For the first mayor of the newly formed North of Tyne Combined Authority will be crowned during a ceremony at Northumbria University’s Sport Central.

There has been a lot of noise made from the five candidates in the build-up to today’s elections, but there is still a of confusion about what the mayor will actually bring to the people of Northumberland, North Tyneside and Newcastle.

The mayor will call the Helix science and technology park in Newcastle City Centre home, alongside combined authority staff once the building is completed next year, comes at a cost of a yearly salary of £65,000. So what work will he do to justify the pay packet?

One main benefit of the new mayorship will be the ability to take away some devolved powers from Central Government to make decisions more locally.

The mayor will be able to make executive decisions on transport, housing and tourism which would impact across the three authorities.

A £600m investment fund will be provided over a 30-year period from Westminster to support job creation throughout the region, on top of a £100m investment agreed by the authority’s cabinet over the next five years.

The authority is predicting that 10,000 new job roles will be created across the area by 2050.

Just last week, the authority sent out a bold statement stating it wanted each school within the three authorities to be ranked as good or outstanding by Ofsted as part of the Education Improvement Challenge – only the third area in the UK to undertake such a challenge alongside London and Manchester.

The mayor can designate specific development areas across the region and will also have the powers to purchase land for the authority to be used for regeneration.

He will act as a champion and a voice for the three authority areas on a national and international stage.
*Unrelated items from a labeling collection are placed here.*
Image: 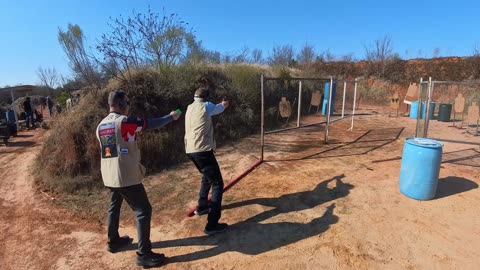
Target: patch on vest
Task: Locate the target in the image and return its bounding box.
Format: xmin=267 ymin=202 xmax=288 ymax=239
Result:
xmin=98 ymin=122 xmax=118 ymax=158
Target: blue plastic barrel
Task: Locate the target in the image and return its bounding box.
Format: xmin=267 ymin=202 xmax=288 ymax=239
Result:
xmin=322 ymin=82 xmax=337 ymax=115
xmin=410 ymin=101 xmax=418 ymax=119
xmin=5 ymin=111 xmax=15 ymax=123
xmin=422 ymin=101 xmax=435 ymax=119
xmin=400 ymin=138 xmax=443 ymax=200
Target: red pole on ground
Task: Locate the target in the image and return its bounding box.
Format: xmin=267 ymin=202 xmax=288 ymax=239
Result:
xmin=187 ymin=160 xmax=263 ymax=217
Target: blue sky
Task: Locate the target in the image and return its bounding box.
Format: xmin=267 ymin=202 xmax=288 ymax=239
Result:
xmin=0 ymin=0 xmax=480 ymax=86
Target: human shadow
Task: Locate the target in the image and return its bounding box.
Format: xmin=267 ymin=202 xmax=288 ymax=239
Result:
xmin=222 ymin=174 xmax=353 ymax=222
xmin=442 ymin=148 xmax=480 ymax=167
xmin=435 ymin=176 xmax=478 ymax=199
xmin=153 ymin=175 xmax=353 ymax=263
xmin=266 ymin=127 xmax=405 ymax=162
xmin=13 ymin=134 xmax=33 ymax=138
xmin=3 ymin=141 xmax=36 ymax=147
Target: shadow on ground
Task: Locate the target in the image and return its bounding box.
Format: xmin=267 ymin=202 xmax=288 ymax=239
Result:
xmin=435 ymin=176 xmax=478 ymax=199
xmin=153 ymin=175 xmax=354 ymax=263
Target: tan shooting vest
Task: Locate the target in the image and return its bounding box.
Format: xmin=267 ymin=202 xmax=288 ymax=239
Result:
xmin=96 ymin=113 xmax=145 ymax=188
xmin=185 ymin=99 xmax=215 ymax=154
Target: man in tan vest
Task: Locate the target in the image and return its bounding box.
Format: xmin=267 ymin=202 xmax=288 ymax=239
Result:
xmin=185 ymin=88 xmax=228 ymax=234
xmin=96 ymin=90 xmax=180 ymax=267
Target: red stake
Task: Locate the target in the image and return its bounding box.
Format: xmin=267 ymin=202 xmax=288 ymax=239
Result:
xmin=187 ymin=160 xmax=263 ymax=217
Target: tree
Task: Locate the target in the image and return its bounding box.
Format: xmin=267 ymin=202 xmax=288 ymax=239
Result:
xmin=268 ymin=45 xmax=295 ymax=67
xmin=37 ymin=67 xmax=58 ymax=89
xmin=364 ymin=35 xmax=393 ymax=77
xmin=58 ymin=24 xmax=102 ymax=89
xmin=316 ymin=49 xmax=336 ymax=62
xmin=233 ymin=46 xmax=250 ymax=63
xmin=297 ymin=43 xmax=317 ymax=65
xmin=97 ymin=9 xmax=196 ymax=86
xmin=252 ymin=49 xmax=263 ymax=64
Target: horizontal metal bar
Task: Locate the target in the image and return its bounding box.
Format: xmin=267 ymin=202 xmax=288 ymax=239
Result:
xmin=264 ymin=126 xmax=302 ymax=134
xmin=330 ymin=114 xmax=353 ymax=123
xmin=429 ymin=138 xmax=480 ymax=145
xmin=432 ymin=81 xmax=480 ymax=86
xmin=263 ymin=77 xmax=336 ymax=81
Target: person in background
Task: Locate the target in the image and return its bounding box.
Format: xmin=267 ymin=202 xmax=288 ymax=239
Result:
xmin=47 ymin=97 xmax=55 ymax=117
xmin=96 ymin=90 xmax=180 ymax=267
xmin=185 ymin=88 xmax=228 ymax=234
xmin=23 ymin=97 xmax=35 ymax=129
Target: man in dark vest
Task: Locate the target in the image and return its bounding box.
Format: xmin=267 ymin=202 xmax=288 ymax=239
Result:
xmin=96 ymin=90 xmax=180 ymax=267
xmin=23 ymin=97 xmax=35 ymax=128
xmin=185 ymin=88 xmax=228 ymax=234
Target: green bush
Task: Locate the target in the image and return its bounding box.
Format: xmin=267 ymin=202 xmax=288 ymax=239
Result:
xmin=37 ymin=65 xmax=268 ymax=193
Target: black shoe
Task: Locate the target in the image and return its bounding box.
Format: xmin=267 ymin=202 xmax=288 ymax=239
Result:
xmin=193 ymin=206 xmax=210 ymax=216
xmin=135 ymin=251 xmax=165 ymax=267
xmin=107 ymin=236 xmax=133 ymax=253
xmin=203 ymin=223 xmax=228 ymax=235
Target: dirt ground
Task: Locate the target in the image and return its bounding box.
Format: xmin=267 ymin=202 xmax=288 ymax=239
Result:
xmin=0 ymin=108 xmax=480 ymax=269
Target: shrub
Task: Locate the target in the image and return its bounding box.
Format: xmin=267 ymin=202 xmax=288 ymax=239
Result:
xmin=37 ymin=65 xmax=270 ymax=192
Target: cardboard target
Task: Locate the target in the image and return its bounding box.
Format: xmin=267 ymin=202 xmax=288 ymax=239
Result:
xmin=310 ymin=90 xmax=322 ymax=106
xmin=390 ymin=93 xmax=400 ymax=109
xmin=455 ymin=93 xmax=465 ymax=113
xmin=278 ymin=97 xmax=292 ymax=117
xmin=467 ymin=102 xmax=480 ymax=123
xmin=403 ymin=83 xmax=418 ymax=104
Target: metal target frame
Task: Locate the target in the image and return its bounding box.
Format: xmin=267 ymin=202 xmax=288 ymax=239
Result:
xmin=260 ymin=74 xmax=359 ymax=161
xmin=415 ymin=77 xmax=480 ymax=146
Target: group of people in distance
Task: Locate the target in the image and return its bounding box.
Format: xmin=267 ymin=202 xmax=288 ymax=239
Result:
xmin=96 ymin=87 xmax=229 ymax=267
xmin=22 ymin=94 xmax=80 ymax=129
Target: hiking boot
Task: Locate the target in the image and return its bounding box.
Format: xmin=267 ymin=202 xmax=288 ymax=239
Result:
xmin=135 ymin=251 xmax=165 ymax=267
xmin=193 ymin=206 xmax=210 ymax=216
xmin=107 ymin=235 xmax=133 ymax=253
xmin=203 ymin=223 xmax=228 ymax=235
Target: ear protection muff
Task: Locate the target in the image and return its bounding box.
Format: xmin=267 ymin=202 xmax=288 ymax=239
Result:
xmin=195 ymin=88 xmax=210 ymax=99
xmin=118 ymin=99 xmax=128 ymax=110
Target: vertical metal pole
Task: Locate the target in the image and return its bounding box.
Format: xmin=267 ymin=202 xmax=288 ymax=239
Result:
xmin=297 ymin=81 xmax=302 ymax=127
xmin=342 ymin=81 xmax=347 ymax=117
xmin=10 ymin=90 xmax=20 ymax=132
xmin=325 ymin=76 xmax=333 ymax=144
xmin=423 ymin=77 xmax=433 ymax=138
xmin=349 ymin=78 xmax=357 ymax=131
xmin=409 ymin=77 xmax=423 ymax=137
xmin=260 ymin=74 xmax=265 ymax=161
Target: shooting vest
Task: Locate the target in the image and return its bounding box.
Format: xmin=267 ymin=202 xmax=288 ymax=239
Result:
xmin=96 ymin=113 xmax=145 ymax=188
xmin=185 ymin=98 xmax=216 ymax=154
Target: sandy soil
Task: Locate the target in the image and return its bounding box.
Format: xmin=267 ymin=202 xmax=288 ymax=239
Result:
xmin=0 ymin=108 xmax=480 ymax=269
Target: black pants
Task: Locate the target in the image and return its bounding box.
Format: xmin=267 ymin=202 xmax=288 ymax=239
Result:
xmin=187 ymin=151 xmax=223 ymax=226
xmin=107 ymin=184 xmax=152 ymax=254
xmin=25 ymin=111 xmax=35 ymax=128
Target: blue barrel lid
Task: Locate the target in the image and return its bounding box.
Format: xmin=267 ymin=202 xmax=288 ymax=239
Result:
xmin=405 ymin=138 xmax=443 ymax=148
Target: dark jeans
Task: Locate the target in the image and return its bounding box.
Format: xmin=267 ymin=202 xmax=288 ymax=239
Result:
xmin=107 ymin=184 xmax=152 ymax=254
xmin=187 ymin=151 xmax=223 ymax=226
xmin=25 ymin=111 xmax=35 ymax=128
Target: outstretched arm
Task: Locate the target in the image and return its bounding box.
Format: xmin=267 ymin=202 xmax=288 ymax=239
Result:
xmin=145 ymin=115 xmax=173 ymax=129
xmin=206 ymin=101 xmax=228 ymax=117
xmin=145 ymin=111 xmax=182 ymax=129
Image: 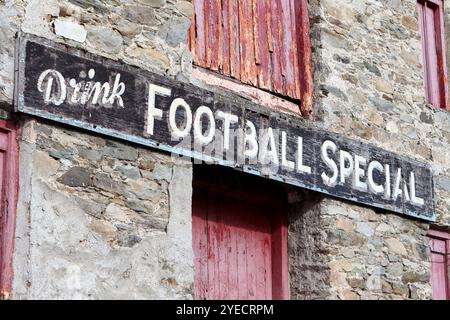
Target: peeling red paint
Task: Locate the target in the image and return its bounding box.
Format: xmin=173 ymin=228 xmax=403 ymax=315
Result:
xmin=0 ymin=120 xmax=19 ymax=300
xmin=190 ymin=0 xmax=312 ymax=116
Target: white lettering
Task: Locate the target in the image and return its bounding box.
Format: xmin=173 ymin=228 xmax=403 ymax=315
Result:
xmin=244 ymin=120 xmax=259 ymax=158
xmin=321 ymin=140 xmax=339 ymax=187
xmin=169 ymin=98 xmax=192 ymax=140
xmin=147 ymin=83 xmax=172 ymax=135
xmin=339 ymin=150 xmax=354 ymax=184
xmin=281 ymin=131 xmax=295 ymax=171
xmin=297 ymin=137 xmax=311 ymax=174
xmin=217 ymin=111 xmax=239 ymax=150
xmin=367 ymin=161 xmax=384 ymax=194
xmin=194 ymin=106 xmax=216 ymax=145
xmin=409 ymin=171 xmax=425 ymax=206
xmin=353 ymin=154 xmax=367 ymax=191
xmin=37 ymin=69 xmax=67 ymax=106
xmin=392 ymin=168 xmax=402 ymax=201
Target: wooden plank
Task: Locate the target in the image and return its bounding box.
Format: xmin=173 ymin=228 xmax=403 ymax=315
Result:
xmin=0 ymin=120 xmax=19 ymax=300
xmin=264 ymin=0 xmax=273 ymax=52
xmin=239 ymin=0 xmax=258 ymax=86
xmin=289 ymin=0 xmax=302 ymax=100
xmin=192 ymin=192 xmax=208 ymax=300
xmin=228 ymin=201 xmax=240 ymax=300
xmin=280 ymin=0 xmax=295 ymax=98
xmin=236 ymin=214 xmax=248 ymax=300
xmin=221 ymin=0 xmax=233 ymax=76
xmin=16 ymin=33 xmax=435 ymax=220
xmin=207 ymin=0 xmax=222 ymax=71
xmin=191 ymin=0 xmax=207 ymax=67
xmin=205 ymin=0 xmax=214 ymax=68
xmin=246 ymin=204 xmax=260 ymax=300
xmin=217 ymin=198 xmax=233 ymax=300
xmin=263 ymin=222 xmax=273 ymax=300
xmin=253 ymin=0 xmax=271 ymax=90
xmin=295 ymin=0 xmax=313 ymax=118
xmin=229 ymin=0 xmax=241 ymax=79
xmin=207 ymin=194 xmax=220 ymax=300
xmin=272 ymin=208 xmax=289 ymax=300
xmin=271 ymin=0 xmax=284 ymax=94
xmin=435 ymin=1 xmax=450 ymax=110
xmin=431 ymin=250 xmax=448 ymax=300
xmin=254 ymin=207 xmax=272 ymax=300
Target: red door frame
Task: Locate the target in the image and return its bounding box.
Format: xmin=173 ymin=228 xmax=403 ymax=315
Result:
xmin=193 ymin=166 xmax=289 ymax=300
xmin=428 ymin=229 xmax=450 ymax=300
xmin=417 ymin=0 xmax=450 ymax=110
xmin=0 ymin=120 xmax=19 ymax=300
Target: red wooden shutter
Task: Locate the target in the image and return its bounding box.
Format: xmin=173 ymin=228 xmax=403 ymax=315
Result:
xmin=190 ymin=0 xmax=312 ymax=111
xmin=429 ymin=230 xmax=450 ymax=300
xmin=0 ymin=120 xmax=18 ymax=300
xmin=192 ymin=169 xmax=289 ymax=300
xmin=417 ymin=0 xmax=448 ymax=108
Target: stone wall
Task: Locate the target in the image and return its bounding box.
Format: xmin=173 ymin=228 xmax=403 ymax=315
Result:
xmin=14 ymin=120 xmax=194 ymax=299
xmin=0 ymin=0 xmax=450 ymax=299
xmin=294 ymin=0 xmax=450 ymax=299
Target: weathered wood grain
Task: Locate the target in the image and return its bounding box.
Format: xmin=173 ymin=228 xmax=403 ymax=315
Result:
xmin=16 ymin=35 xmax=435 ymax=220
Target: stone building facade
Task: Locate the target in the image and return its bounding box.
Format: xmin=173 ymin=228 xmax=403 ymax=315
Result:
xmin=0 ymin=0 xmax=450 ymax=300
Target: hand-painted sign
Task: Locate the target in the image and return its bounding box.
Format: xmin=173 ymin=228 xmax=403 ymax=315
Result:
xmin=16 ymin=36 xmax=435 ymax=221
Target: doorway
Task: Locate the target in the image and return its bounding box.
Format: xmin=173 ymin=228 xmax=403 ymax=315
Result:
xmin=192 ymin=165 xmax=289 ymax=300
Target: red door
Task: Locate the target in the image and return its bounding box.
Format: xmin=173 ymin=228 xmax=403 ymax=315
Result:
xmin=192 ymin=171 xmax=288 ymax=300
xmin=429 ymin=230 xmax=450 ymax=300
xmin=0 ymin=120 xmax=18 ymax=300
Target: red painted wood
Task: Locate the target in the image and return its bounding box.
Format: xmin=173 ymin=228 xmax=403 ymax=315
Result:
xmin=417 ymin=0 xmax=448 ymax=108
xmin=221 ymin=0 xmax=232 ymax=76
xmin=294 ymin=0 xmax=313 ymax=118
xmin=0 ymin=120 xmax=19 ymax=300
xmin=281 ymin=0 xmax=299 ymax=98
xmin=272 ymin=208 xmax=289 ymax=300
xmin=190 ymin=0 xmax=312 ymax=110
xmin=430 ymin=239 xmax=450 ymax=300
xmin=239 ymin=0 xmax=257 ymax=85
xmin=206 ymin=0 xmax=222 ymax=71
xmin=428 ymin=230 xmax=450 ymax=300
xmin=289 ymin=0 xmax=302 ymax=100
xmin=191 ymin=0 xmax=206 ymax=67
xmin=192 ymin=194 xmax=208 ymax=300
xmin=205 ymin=0 xmax=213 ymax=69
xmin=271 ymin=0 xmax=284 ymax=94
xmin=192 ymin=170 xmax=288 ymax=300
xmin=227 ymin=206 xmax=239 ymax=300
xmin=253 ymin=0 xmax=272 ymax=90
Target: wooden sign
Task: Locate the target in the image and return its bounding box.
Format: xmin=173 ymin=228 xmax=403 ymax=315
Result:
xmin=16 ymin=35 xmax=435 ymax=221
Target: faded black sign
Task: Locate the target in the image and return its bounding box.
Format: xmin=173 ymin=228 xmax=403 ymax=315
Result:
xmin=16 ymin=36 xmax=435 ymax=221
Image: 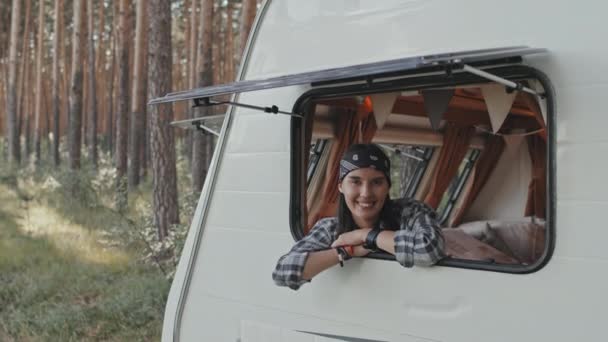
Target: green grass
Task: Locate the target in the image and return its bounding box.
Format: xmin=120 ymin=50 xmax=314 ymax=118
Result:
xmin=0 ymin=177 xmax=170 ymax=341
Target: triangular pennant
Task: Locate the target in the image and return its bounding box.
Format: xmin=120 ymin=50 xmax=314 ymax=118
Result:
xmin=370 ymin=93 xmax=400 ymax=129
xmin=421 ymin=89 xmax=454 ymax=130
xmin=530 ymin=80 xmax=547 ymax=125
xmin=481 ymin=83 xmax=517 ymax=133
xmin=502 ymin=134 xmax=525 ymax=151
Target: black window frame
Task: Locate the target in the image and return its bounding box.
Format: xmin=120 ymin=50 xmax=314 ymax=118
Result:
xmin=289 ymin=65 xmax=557 ymax=274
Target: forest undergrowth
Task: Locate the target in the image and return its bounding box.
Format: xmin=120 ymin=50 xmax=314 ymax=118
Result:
xmin=0 ymin=142 xmax=198 ymax=341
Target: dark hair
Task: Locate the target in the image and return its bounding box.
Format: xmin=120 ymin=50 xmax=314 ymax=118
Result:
xmin=337 ymin=144 xmax=396 ymax=235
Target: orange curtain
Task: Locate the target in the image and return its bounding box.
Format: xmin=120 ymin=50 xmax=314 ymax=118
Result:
xmin=306 ymin=96 xmax=377 ymax=232
xmin=451 ymin=135 xmax=505 ymax=226
xmin=424 ymin=122 xmax=475 ymax=208
xmin=525 ymin=134 xmax=547 ymax=219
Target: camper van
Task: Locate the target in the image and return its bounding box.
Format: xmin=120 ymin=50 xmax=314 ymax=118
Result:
xmin=151 ymin=0 xmax=608 ymax=342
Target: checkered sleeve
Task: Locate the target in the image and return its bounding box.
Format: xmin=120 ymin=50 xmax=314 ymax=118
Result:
xmin=395 ymin=201 xmax=444 ymax=267
xmin=272 ymin=217 xmax=337 ymax=290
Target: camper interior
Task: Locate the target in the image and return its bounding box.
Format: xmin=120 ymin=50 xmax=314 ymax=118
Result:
xmin=292 ymin=71 xmax=550 ymax=272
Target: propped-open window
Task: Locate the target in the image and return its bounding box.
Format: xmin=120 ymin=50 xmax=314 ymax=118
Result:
xmin=150 ymin=46 xmax=555 ymax=273
xmin=292 ymin=66 xmax=555 ymax=273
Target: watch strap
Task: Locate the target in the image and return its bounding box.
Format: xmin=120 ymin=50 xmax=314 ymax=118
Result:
xmin=363 ymin=229 xmax=381 ymax=251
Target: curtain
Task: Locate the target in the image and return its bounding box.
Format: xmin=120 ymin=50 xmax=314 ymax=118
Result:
xmin=450 ymin=135 xmax=505 ymax=227
xmin=306 ymin=96 xmax=377 ymax=232
xmin=424 ymin=122 xmax=475 ymax=208
xmin=525 ymin=134 xmax=547 ymax=219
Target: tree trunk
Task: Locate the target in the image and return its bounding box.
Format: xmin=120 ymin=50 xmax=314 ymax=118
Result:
xmin=116 ymin=0 xmax=131 ymax=211
xmin=192 ymin=0 xmax=213 ymax=192
xmin=184 ymin=0 xmax=202 ymax=167
xmin=106 ymin=38 xmax=116 ymax=155
xmin=68 ymin=0 xmax=84 ymax=170
xmin=239 ymin=0 xmax=258 ymax=57
xmin=34 ymin=1 xmax=44 ymax=166
xmin=6 ymin=0 xmax=21 ymax=166
xmin=87 ymin=0 xmax=98 ymax=170
xmin=129 ymin=0 xmax=146 ymax=189
xmin=51 ymin=0 xmax=63 ymax=167
xmin=141 ymin=33 xmax=150 ymax=179
xmin=148 ymin=0 xmax=179 ymax=240
xmin=17 ymin=0 xmax=32 ymax=159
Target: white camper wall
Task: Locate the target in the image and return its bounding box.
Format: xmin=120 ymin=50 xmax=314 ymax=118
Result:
xmin=163 ymin=0 xmax=608 ymax=342
xmin=464 ymin=137 xmax=532 ymax=222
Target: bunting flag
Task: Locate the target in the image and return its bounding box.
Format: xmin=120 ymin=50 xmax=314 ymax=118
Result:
xmin=421 ymin=89 xmax=454 ymax=130
xmin=370 ymin=92 xmax=400 ymax=129
xmin=502 ymin=134 xmax=526 ymax=151
xmin=481 ymin=83 xmax=517 ymax=133
xmin=530 ymin=80 xmax=547 ymax=125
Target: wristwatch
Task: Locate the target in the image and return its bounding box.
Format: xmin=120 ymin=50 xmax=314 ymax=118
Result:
xmin=336 ymin=247 xmax=352 ymax=267
xmin=363 ymin=229 xmax=381 ymax=251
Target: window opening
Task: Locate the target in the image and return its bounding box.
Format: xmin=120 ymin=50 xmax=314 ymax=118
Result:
xmin=291 ymin=67 xmax=555 ymax=273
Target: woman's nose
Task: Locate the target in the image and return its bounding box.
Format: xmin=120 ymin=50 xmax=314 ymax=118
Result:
xmin=361 ymin=183 xmax=372 ymax=196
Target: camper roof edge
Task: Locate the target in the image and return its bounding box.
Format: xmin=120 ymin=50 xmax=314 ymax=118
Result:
xmin=148 ymin=46 xmax=547 ymax=105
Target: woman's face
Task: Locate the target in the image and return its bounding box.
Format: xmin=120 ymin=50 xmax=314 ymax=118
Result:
xmin=338 ymin=167 xmax=389 ymax=228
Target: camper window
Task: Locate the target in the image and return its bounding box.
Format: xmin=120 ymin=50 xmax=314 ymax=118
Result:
xmin=291 ymin=68 xmax=554 ymax=273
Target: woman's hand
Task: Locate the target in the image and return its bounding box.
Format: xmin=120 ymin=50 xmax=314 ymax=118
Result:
xmin=331 ymin=228 xmax=371 ymax=257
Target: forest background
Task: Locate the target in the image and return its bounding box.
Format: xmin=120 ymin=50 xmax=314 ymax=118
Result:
xmin=0 ymin=0 xmax=259 ymax=341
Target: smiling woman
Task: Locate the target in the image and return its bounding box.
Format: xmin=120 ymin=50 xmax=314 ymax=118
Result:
xmin=273 ymin=144 xmax=444 ymax=290
xmin=288 ymin=67 xmax=552 ymax=276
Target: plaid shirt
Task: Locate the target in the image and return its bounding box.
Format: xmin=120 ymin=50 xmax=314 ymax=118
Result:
xmin=272 ymin=199 xmax=444 ymax=290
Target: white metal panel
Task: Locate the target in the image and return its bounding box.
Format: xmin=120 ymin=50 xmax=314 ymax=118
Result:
xmin=216 ymin=152 xmax=290 ymax=194
xmin=227 ymin=113 xmax=291 ymax=153
xmin=554 ymin=200 xmax=608 ymax=260
xmin=246 ymin=0 xmax=608 ymax=86
xmin=177 ymin=229 xmax=608 ymax=341
xmin=207 ymin=191 xmax=289 ymax=233
xmin=165 ymin=0 xmax=608 ymax=341
xmin=555 ymin=83 xmax=608 ymax=143
xmin=557 ymin=142 xmax=608 ymax=201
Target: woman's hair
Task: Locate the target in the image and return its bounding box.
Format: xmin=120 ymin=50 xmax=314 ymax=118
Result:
xmin=337 ymin=144 xmax=392 ymax=235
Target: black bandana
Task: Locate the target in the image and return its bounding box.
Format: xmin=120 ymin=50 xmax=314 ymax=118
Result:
xmin=340 ymin=144 xmax=391 ymax=185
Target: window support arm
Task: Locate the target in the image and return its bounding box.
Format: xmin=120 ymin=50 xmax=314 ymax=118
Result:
xmin=192 ymin=97 xmax=303 ymax=118
xmin=462 ymin=64 xmax=545 ymax=98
Once the mayor is elected tomorrow, he will sit in office for five years until 2024, but the term will be four years from then onwards so the that the North of Tyne representative is elected at the same time as the mayors for other UK major cities and regions.

The mayor will head up a cabinet of six members; two members from each constituent council.

Peter Jackson and Wayne Daley will represent Northumberland, while Nick Forbes and Joyce McCarty will sit for Newcastle City Council and North Tyneside’s elected mayor Norma Redfearn and deputy mayor Bruce Pickard will represent their authority.

They will be joined on the cabinet by a non-voting representative from the North East Local Enterprise Partnership.

Cabinet members will consult on some of the mayor’s decisions, while some will by subject to scrutiny by the authority’s overview and scrutiny committee, which will be chaired by Berwick West councillor Gregah Roughead.

People will go to the polls to choose their preferred choice for the first mayor between 7am and 10pm today. There are a total of 222 polling stations in Northumberland.

The Northumberland count will take place at Blyth Sports Centre from 10am tomorrow with the result being announced in a ceremony at Sport Central in the afternoon.

It is anticipated the result will be revealed by 1pm. However, it may not be until 2.30pm if the count goes to a second stage.